I was at the hair stylist the other day, and browsed through a copy of the fashion magazine, Elle Canada. Had it been closer at hand, I would have grabbed People Magazine (honestly, I only read it when I'm getting my hair done). So ... I'm looking through Elle when I come across a huge spread on the latest "fashions" in fur (article not available online). How disappointing to see page after page of fur scarves, coats, collars and gloves. Surely they looked far better on their original owners!

Shaking my head, I flipped a few more pages until I came upon a another feature -- "Bird call: Fashion Takes Inspiration from Feathers". The subtitle is incredibly heartless: This season, no creature is safe from fashion's greedy grasp - that means you too, cockatoo. It was bad enough that the designers had stripped the skin off unfortunate animals, but then they'd gone and plucked the feathers from a variety of birds -- all in the name of fashion.

I'd thought things had changed -- that we had changed. When did it become politically correct to wear fur again? Why are the designers trying to lull the next, unsuspecting generation into believing that cruelty to animals is okay?

In the 80's, there was a commercial spoof on Saturday Night Live called "Fur: You Deserve It" that showed fur-wearing women being hunted and shot in a park -- a vivid image that's stayed with me for 25 years.

It's obvious we haven't learned anything in all that time.

6 comments:

Jan said...

Fortunately, I see these clothes only in fashion magazines. (Yes, I sometimes go early for appointments so I can read them without buying them.) I don't see them in the circles where I travel. I am happy to be unfashionable.

Anonymous said...

Here in NYC, and especially in the cold winter months, you do see a good number of people wearing real fur.
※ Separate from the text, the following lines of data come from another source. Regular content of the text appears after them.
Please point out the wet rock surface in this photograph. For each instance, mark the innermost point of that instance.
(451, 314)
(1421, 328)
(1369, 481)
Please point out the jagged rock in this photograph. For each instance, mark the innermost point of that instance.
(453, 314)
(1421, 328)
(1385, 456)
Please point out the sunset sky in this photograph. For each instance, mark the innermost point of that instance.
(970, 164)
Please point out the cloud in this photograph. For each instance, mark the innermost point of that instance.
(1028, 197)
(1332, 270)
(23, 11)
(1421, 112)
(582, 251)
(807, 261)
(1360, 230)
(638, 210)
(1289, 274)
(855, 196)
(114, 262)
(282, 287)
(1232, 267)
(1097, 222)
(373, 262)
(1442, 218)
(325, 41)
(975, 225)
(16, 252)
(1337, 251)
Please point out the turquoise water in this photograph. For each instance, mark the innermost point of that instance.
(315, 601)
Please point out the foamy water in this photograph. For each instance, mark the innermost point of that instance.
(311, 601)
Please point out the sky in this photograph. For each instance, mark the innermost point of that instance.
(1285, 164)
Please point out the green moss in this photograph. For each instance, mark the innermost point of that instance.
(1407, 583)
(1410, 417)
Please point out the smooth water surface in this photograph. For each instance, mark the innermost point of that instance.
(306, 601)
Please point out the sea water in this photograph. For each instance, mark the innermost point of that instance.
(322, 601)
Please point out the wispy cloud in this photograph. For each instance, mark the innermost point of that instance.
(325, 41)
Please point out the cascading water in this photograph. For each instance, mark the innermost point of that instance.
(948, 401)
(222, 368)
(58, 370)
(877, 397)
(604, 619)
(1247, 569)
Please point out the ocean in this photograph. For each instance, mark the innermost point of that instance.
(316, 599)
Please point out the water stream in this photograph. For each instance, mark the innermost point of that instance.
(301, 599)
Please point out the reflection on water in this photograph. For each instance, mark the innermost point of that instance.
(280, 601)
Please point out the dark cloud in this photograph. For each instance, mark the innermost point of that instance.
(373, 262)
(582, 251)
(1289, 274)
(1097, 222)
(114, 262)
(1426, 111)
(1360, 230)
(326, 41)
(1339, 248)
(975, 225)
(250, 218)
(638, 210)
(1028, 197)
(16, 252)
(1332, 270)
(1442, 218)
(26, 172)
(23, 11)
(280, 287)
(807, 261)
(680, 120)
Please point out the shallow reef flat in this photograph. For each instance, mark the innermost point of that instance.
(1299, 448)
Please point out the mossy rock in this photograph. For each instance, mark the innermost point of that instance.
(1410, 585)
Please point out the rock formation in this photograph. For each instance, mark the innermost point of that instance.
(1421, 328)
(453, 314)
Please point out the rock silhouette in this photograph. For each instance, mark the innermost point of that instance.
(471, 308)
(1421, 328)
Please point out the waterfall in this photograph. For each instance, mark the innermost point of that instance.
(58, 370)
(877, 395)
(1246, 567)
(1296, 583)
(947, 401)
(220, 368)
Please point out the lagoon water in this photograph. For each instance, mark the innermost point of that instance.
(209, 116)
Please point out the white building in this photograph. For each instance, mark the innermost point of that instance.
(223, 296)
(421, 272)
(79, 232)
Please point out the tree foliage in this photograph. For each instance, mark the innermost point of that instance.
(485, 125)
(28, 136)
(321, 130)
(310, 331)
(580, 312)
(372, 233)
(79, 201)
But as was the case decades ago when it really was considered "vogue," only a handful of people will actually compliment someone wearing real fur here these days.

Most people (like me) simply see these people "fashionably" walking around with a bunch of dead animal skins on their bodies -- and roll their eyes at how TRULY "asinine" it looks.

Lynn Sinclair said...

I don't see many fur coats either, Jan. The same goes for feathers. Unfashionable is good.

Lynn Sinclair said...

The thing that bothers me, Georgie, is that, in addition to the designers, the magazines and the models are encouraging young women to accept wearing fur as the norm. They're in a position to take a stand on this, but they bow down to the fashion gods.

Anonymous said...

Yeah, those who can afford couture have decided they don't care if it's correct or not to wear animals.

Heck, most of them got their money because their husbands stole from the public anyway and got golden parachutes! Which is why the economy is in such a mess in the first place.

It's that attitude that they're all "above" the real world. Ew.

Lynn Sinclair said...

Devon, maybe with the recent economic crisis, the fur-wearers might have to re-evaluate their need for yet another fur coat/collar.